Sexual- und Partnerschaftsberatung / Frühe Hilfen

  • Fallzahlen: Die Anzahl der Beratungsgespräche stieg im Vergleich zum Vorjahr um rund 24 % auf insgesamt 782 Gespräche (verteilt auf 358 Personen).
  • Themenschwerpunkte: Die Hauptthemen lagen im Bereich Partnerschaft und Trennung (zusammen 32,8 %), Sexualität und sexualisierte Gewalt (zusammen 31,7 %) sowie Reproduktion, wie etwa postnatale Belastungsstörungen oder unerfüllter Kinderwunsch (zusammen 22,7 %).
  • Entwicklung: Aufgrund der sehr hohen Nachfrage kam es im Jahr 2025 regelmäßig zu längeren Wartezeiten. Ein neuer Schwerpunkt liegt auf der Sexualberatung für Menschen mit Behinderung.
  • Perspektiven / Planung: Das Angebot fokussiert sich weiterhin auf die Kernkompetenzen von pro familia, insbesondere auf junge Familien („Frühe Hilfen“), prä- und postnatale Belastungsstörungen sowie unerfüllten Kinderwunsch.
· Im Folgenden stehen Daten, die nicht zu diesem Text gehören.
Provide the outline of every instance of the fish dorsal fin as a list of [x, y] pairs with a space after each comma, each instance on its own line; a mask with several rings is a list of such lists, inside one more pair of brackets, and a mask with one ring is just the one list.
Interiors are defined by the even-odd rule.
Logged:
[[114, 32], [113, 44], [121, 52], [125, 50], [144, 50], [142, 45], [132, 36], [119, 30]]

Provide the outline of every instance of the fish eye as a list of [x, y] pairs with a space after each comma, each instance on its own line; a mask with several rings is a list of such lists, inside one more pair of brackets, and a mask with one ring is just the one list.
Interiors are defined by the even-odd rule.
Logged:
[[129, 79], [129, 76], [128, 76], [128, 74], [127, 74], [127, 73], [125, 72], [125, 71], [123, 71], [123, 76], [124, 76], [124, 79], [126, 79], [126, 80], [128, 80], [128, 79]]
Zudem wird das Portfolio durch gezielte Weiterbildungen des Teams im Bereich der Paarberatung qualitativ ausgebaut, um der stark steigenden Nachfrage nach Paar- und Sexualberatungen bedarfsgerecht zu begegnen.

Sexualpädagogik

  • Schulklassen: Die Nachfrage stieg stark an. Es wurden 44 Veranstaltungen mit Schulklassen durchgeführt (2024 waren es 29). Insgesamt wurde mit 60 Gruppen gearbeitet.
  • Multiplikatorinnen und Multiplikatoren: Es wurden 32 Fortbildungen in Institutionen (vor allem der Behindertenhilfe und Kitas), 21 Praxisberatungen und 8 Elternabende realisiert.
  • Inklusion: Ein neues dreitägiges Angebot zu Liebe und Sexualität für Menschen mit kognitiven Einschränkungen in der Rhein-Mosel-Werkstatt wurde sehr erfolgreich eingeführt.
  • Reichweite: Insgesamt wurden über sexualpädagogische Angebote 1.633 Personen erreicht. Die Projektdauer an weiterführenden Schulen wurde nachhaltig von zwei auf drei Zeitstunden erhöht.
  • Perspektiven / Planung: Da die Nachfrage von Koblenzer Grundschulen aktuell noch gering ist (im Gegensatz zum Umland), wird die Beratungsstelle zukünftig aktiv auf Schulen vor Ort zugehen. Ein strategischer Fokus liegt auf der nachhaltigen Arbeit mit Fachkräften als Multiplikatoren sowie auf dem Ausbau von länger angelegten Schulprojekten (Projekttage/-wochen). Zudem sollen die Angebote für Menschen mit Behinderung konzeptionell weiterentwickelt werden, um die sexuelle Selbstbestimmung und den Schutz vor Grenzverletzungen zu stärken.

Online-Beratung

  • Nutzung: Über die bundesweite Plattform SEXTRA wurden 165 anonyme Anfragen bearbeitet, was ein Plus von 10 % zum Vorjahr bedeutet.
  • Rechtliche Grenze: Die gesetzlich vorgeschriebene Schwangerschaftskonfliktberatung darf nicht online stattfinden; digitale Kanäle dienen hier rein als niederschwellige Vorab-Information.
  • Perspektiven / Planung: Ab 2026 wird das „Blended Counseling“ (eine engere, professionelle Verzahnung von persönlichen und digitalen Beratungsformaten) eingeführt, für das 24 % der Beratungen in 2025 bereits eine wichtige digitale/telefonische Basis bildeten. Die Beratungs-Plattform SEXTRA wird perspektivisch durch alternative digitale Plattformen abgelöst. Die Face-to-Face-Beratung behält aufgrund ihrer besonderen Qualität jedoch weiterhin klaren Vorrang.

Rechtsinformierung (Familienrecht)

  • Organisation: Dieser Bereich finanziert sich selbst über Kostenbeteiligungen der Klienten und ist nicht Teil des regulären Stellenschlüssels.
  • Inhalt: Es findet keine rechtliche Vertretung statt, sondern eine erste Orientierung bei Trennung und Scheidung zum Wohl der betroffenen Kinder. Im Jahr 2025 wurden dazu 44 Beratungsgespräche durchgeführt.
  • Perspektiven / Planung: Das Beratungsangebot soll im Jahr 2026 unverändert im gleichen Umfang vorgehalten werden.